ADDITION: Mode can also be "csv" when exporting Suspect that mode can also be "add", "edit" for read-only fields on on those pages
<attribname>_edit
Todo: show api and example
<attribname>_validate
Todo: show api and example
<attribname>_search
Override the search box. The example below makes a custom search output for both extended and regular search.

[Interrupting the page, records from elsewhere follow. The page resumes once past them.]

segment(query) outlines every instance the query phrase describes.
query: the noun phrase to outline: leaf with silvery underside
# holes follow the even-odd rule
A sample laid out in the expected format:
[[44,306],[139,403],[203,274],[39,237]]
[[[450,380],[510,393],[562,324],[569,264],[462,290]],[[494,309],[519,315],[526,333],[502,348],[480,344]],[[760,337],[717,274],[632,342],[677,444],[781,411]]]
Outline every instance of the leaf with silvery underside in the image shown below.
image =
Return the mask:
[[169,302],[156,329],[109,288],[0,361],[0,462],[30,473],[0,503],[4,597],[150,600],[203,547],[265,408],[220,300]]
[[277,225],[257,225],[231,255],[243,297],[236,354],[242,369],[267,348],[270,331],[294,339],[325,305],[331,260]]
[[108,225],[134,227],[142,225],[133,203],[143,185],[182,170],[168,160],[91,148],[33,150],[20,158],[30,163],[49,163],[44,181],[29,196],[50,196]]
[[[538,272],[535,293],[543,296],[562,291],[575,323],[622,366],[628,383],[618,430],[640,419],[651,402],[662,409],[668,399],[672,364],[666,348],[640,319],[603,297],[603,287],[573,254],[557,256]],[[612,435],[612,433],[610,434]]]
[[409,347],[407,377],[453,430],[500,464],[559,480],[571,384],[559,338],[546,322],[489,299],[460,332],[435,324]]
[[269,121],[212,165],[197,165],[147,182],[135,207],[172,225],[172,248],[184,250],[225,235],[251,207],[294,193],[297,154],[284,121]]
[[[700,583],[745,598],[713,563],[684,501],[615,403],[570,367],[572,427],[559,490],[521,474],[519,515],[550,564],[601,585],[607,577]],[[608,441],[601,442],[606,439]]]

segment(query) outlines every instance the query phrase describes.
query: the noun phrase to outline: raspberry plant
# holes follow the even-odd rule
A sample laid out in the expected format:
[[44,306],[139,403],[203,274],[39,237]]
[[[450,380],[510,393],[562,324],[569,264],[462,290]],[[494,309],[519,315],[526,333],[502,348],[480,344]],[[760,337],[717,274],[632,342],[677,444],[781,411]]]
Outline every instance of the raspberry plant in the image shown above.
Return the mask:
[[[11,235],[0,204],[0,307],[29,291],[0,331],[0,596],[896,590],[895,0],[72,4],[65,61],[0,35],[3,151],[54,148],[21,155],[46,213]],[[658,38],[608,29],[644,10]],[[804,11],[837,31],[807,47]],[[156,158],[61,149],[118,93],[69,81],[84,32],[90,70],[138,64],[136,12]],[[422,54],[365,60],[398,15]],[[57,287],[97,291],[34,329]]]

public function name_search($record=array(), $extended=false, $fieldprefix="", atkDataGrid $grid=null) { if ($extended) return "SUPER EXTENSIVE SEARCH WIDGET CUSTOM THINGEE"; return "CUSTOM SEARCH WIDGET"; }
General
See atk/attributes/class.atkattributes.inc for the original implementations of the display/search/edit methods and their parameters.
action_<action>
Best explained via example: if a URL is generated with
dispatch_url("general.user", "display");
then loading this URL results in a call to the action_display() of the general.user node.
Actions should have the following signature:
public function action_<actionname> ($handler) { }
If you override a default action, say the 'edit' action, then $handler will be an instance of atkEditHandler.
adminHeader
If you implement a method in your node called 'adminHeader', returning a string, that string is displayed in an admin page above the list of records. This can be used for example to add information, buttons, filters or links.
Similar to adminHeader, but displays the string below the list of records.
rowColor
You can implement this method to make a row in a recordlist have a specific background color, depending on the values in your record. Useful for turning todo's red when they are expired, records grey when the status is 'disabled', etc.
public function rowColor($record) { if ($record["status"]=="expired") { return "#ff0000"; } }
The $record variable will contain only the record showed in the list. If you used AF_HIDE_LIST or AF_HIDE and if you want to use it in rowColor then you need to add the AF_FORCE_LOAD flag to the attribute.
If you want to add functionality whenever things happen in the database, have a look at Action Listeners, Trigger Listeners and Triggers. These aren't 'magic methods', but behave similarly.
Document generation
When using an atkDocumentAttribute, you can implement a hook to assign additional variables to the document template:
public function assignDocumentVars($handler, $documentWriter, $selector) { $documentWriter->assign("hello", "world"); }
This replaces [hello] in the document template with 'world'. For more detailed usage, see the howto: Assigning custom variables to a document template.